Он дал нам подписать какие то бумаги, рассказав, что Паркер позвонил ему из Нью Йорка и велел сделать для нас все необходимое, и что он готов
отменить званый ужин, если нужен нам. Вулф ответил, что все, чего он сейчас жаждет, – это выбраться отсюда поскорее и найти что нибудь поесть.
На одно предложение Роджерса мы все же согласились. Неподалеку от выхода его дожидалась машина, и вот мы, распрощавшись с охранником, но не
предложив чаевых, заскочили в канцелярию, подписали бумаги о своем освобождении, забрали изъятые при аресте личные вещи, сели в машину Роджерса
и доехали с ним до места, где оставили свой «седан». Вулф снова взгромоздился на заднее сиденье, а я сел за руль. Добравшись до отеля, я достал
из багажника чемоданы, а машину сдал на попечение швейцару.
Насчет чемоданов можно было кое чем попрекнуть Вулфа, – «Говорил же я вам», – но он был явно не в том настроении, чтобы выслушивать колкости.

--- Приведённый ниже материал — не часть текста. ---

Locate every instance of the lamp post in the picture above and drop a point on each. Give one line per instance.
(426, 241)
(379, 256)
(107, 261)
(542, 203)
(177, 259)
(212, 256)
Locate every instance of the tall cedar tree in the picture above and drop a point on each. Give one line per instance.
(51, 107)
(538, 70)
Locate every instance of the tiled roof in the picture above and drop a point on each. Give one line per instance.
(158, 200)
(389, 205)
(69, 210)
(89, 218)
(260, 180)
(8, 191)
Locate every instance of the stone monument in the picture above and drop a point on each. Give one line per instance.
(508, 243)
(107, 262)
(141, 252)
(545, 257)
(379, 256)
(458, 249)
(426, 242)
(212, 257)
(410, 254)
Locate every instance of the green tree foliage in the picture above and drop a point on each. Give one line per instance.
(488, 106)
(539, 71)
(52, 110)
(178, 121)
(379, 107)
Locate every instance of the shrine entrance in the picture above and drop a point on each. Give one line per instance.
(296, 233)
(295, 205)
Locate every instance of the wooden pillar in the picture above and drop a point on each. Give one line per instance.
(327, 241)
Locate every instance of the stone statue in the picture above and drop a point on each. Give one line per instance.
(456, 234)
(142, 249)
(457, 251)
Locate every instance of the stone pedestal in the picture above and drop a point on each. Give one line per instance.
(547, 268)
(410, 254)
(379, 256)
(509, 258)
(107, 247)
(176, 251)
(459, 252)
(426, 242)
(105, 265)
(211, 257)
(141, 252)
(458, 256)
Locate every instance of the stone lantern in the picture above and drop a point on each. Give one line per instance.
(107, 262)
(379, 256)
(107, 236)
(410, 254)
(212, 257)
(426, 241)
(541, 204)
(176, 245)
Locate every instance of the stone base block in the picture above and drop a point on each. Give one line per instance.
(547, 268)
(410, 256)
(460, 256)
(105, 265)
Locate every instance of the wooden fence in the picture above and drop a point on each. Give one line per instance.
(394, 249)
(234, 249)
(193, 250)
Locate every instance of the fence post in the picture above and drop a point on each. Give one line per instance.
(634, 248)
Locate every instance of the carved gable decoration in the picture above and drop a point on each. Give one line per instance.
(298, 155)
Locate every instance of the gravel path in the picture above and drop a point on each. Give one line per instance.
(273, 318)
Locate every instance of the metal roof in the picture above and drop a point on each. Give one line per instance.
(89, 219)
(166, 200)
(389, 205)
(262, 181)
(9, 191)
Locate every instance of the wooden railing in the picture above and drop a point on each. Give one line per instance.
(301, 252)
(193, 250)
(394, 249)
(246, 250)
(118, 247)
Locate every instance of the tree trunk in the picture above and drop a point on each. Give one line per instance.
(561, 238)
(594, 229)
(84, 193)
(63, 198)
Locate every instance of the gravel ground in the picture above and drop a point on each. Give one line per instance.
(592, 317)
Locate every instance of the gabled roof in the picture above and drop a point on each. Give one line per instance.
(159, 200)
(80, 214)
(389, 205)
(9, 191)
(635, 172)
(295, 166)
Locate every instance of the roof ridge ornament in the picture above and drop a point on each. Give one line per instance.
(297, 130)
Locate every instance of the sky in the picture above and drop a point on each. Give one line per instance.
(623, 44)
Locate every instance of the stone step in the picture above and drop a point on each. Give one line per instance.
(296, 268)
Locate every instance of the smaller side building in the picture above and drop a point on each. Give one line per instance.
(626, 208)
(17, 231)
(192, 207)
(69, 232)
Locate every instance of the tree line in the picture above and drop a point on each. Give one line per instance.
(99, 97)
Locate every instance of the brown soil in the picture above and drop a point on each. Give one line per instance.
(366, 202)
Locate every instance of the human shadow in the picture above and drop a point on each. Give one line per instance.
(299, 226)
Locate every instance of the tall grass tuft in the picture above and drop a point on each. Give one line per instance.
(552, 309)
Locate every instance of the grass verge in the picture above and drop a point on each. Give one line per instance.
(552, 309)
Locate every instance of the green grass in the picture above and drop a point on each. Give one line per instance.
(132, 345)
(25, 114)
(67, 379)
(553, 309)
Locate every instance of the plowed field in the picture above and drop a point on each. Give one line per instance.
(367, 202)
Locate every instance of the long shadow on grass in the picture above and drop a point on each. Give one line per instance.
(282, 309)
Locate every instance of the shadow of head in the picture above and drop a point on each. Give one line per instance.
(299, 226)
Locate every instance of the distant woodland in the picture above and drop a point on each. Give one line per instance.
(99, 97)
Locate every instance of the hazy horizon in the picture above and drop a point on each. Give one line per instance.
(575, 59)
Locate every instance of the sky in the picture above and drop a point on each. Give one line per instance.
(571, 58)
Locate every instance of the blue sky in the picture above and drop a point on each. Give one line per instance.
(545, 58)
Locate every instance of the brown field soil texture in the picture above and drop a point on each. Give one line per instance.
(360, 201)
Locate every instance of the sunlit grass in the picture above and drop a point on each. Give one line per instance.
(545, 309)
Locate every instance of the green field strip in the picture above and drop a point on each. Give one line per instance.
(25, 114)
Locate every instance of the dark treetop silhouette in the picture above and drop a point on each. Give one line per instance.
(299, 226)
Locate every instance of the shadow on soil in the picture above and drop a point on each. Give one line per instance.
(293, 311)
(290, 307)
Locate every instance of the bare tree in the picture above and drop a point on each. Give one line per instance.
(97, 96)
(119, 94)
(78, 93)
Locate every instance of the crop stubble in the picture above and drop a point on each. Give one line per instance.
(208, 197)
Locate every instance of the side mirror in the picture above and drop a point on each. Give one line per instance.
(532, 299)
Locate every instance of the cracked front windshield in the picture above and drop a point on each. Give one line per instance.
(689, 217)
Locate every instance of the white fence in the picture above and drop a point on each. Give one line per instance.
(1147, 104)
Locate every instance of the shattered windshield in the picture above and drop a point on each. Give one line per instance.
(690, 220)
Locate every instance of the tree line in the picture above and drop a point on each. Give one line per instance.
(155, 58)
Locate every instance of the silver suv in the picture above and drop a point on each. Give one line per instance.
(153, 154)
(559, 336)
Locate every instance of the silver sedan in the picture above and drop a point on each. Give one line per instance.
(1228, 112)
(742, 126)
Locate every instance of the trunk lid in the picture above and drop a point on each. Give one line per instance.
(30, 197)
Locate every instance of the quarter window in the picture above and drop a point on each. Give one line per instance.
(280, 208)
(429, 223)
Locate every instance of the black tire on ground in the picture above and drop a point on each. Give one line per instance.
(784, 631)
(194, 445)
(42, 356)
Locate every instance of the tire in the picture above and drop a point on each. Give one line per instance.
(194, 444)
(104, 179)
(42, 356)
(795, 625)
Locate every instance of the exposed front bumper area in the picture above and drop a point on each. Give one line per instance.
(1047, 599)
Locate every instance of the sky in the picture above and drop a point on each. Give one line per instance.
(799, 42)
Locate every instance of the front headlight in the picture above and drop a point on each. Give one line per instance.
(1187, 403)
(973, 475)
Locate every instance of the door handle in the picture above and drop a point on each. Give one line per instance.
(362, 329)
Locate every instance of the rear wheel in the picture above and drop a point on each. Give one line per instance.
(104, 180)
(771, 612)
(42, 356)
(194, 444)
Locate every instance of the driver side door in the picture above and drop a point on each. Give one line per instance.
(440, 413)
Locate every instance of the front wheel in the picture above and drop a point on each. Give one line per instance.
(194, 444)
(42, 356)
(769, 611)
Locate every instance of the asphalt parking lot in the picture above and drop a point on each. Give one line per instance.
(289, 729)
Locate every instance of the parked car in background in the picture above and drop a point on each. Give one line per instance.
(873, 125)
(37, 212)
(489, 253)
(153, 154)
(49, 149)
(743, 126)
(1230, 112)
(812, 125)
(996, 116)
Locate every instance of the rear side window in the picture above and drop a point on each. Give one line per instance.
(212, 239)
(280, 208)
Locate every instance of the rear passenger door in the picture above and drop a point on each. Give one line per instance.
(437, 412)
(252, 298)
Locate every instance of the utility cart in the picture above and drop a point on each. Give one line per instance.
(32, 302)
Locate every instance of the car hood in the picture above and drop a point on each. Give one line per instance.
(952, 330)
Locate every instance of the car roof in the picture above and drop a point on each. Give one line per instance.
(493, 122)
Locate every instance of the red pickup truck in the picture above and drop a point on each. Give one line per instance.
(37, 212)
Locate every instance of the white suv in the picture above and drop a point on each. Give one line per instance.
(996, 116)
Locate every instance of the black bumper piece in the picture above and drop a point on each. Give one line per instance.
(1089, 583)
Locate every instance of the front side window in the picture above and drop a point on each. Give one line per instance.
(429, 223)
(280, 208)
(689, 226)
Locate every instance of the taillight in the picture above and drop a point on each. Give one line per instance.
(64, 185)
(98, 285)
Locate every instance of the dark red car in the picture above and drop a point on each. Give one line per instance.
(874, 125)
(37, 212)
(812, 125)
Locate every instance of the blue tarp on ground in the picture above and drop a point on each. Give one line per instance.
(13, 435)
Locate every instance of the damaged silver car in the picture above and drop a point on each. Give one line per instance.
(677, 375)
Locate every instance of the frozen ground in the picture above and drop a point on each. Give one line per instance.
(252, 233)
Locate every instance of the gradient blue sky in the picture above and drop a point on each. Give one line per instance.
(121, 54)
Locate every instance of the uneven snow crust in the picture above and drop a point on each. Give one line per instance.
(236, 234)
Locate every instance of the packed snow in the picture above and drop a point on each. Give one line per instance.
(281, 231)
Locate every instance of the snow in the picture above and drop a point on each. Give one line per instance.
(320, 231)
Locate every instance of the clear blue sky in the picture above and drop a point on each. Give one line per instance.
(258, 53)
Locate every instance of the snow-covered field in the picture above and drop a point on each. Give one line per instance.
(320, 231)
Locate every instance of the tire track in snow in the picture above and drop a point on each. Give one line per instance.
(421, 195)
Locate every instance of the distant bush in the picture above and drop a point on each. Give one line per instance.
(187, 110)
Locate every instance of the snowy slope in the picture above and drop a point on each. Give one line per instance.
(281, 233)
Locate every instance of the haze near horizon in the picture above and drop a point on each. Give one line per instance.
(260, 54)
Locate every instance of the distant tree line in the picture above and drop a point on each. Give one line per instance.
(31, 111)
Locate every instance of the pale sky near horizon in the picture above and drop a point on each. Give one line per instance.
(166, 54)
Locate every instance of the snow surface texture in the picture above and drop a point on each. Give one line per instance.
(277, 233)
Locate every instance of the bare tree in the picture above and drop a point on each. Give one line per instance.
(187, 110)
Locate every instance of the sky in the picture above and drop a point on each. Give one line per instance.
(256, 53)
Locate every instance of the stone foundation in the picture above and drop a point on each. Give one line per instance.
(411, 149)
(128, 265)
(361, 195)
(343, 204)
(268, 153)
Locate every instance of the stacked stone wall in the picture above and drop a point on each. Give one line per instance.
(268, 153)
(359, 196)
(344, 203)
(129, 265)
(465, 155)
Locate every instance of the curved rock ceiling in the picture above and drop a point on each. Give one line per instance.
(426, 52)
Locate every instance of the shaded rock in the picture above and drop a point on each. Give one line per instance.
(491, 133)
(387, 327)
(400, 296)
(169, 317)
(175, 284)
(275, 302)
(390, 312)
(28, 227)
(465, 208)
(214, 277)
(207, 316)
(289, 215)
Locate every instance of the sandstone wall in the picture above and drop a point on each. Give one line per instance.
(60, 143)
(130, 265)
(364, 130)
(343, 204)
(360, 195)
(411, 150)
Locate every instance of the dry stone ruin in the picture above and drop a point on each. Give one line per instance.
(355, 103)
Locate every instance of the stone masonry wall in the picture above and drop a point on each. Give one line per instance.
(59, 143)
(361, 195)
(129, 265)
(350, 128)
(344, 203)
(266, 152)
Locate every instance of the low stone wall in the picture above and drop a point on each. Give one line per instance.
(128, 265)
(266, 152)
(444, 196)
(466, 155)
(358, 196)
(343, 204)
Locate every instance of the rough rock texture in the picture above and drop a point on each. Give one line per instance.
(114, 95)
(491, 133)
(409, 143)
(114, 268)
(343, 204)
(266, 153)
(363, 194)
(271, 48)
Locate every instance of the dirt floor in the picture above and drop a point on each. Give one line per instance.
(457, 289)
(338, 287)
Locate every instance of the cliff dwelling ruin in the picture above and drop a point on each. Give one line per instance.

Вчера вечером он, как всегда, уперся как баран и наотрез отказался даже допустить возможность, что придется переночевать не дома, и настоял,
чтобы никакого багажа мы с собой не брали. Я не послушался и прихватил наши чемоданы, памятуя, что человек предполагает, но кое кто другой
располагает. Сейчас, когда посыльный проводил нас в номер 902 и поставил на полки чемоданы, у меня был прекрасный повод, чтобы словно невзначай
подколоть упрямца, но я счел, что разумнее и безопаснее смолчать.
Оба наших халата висели в ванной. Вулф стянул пиджак, жилет, галстук и рубашку и отправился умываться. Вернувшись, он переоделся в желтую
шерстяную пижаму с тонкими черными полосками, вынул из чемодана тапочки, уселся в кресло, чтобы снять ботинки, и велел мне позвонить горничной,
чтобы она принесла меню. Я напомнил ему слова Роджерса, что в отеле «Лэтам» кормят всего лишь неплохо, а лучший в городе ресторан расположен
всего в двух кварталах отсюда.
– Меня это не волнует, – заявил он. – Аппетита у меня нет, и вкуса я тоже не почувствую. Есть буду просто потому, что надо. Тебе отлично
известно, что я не могу работать на пустой желудок.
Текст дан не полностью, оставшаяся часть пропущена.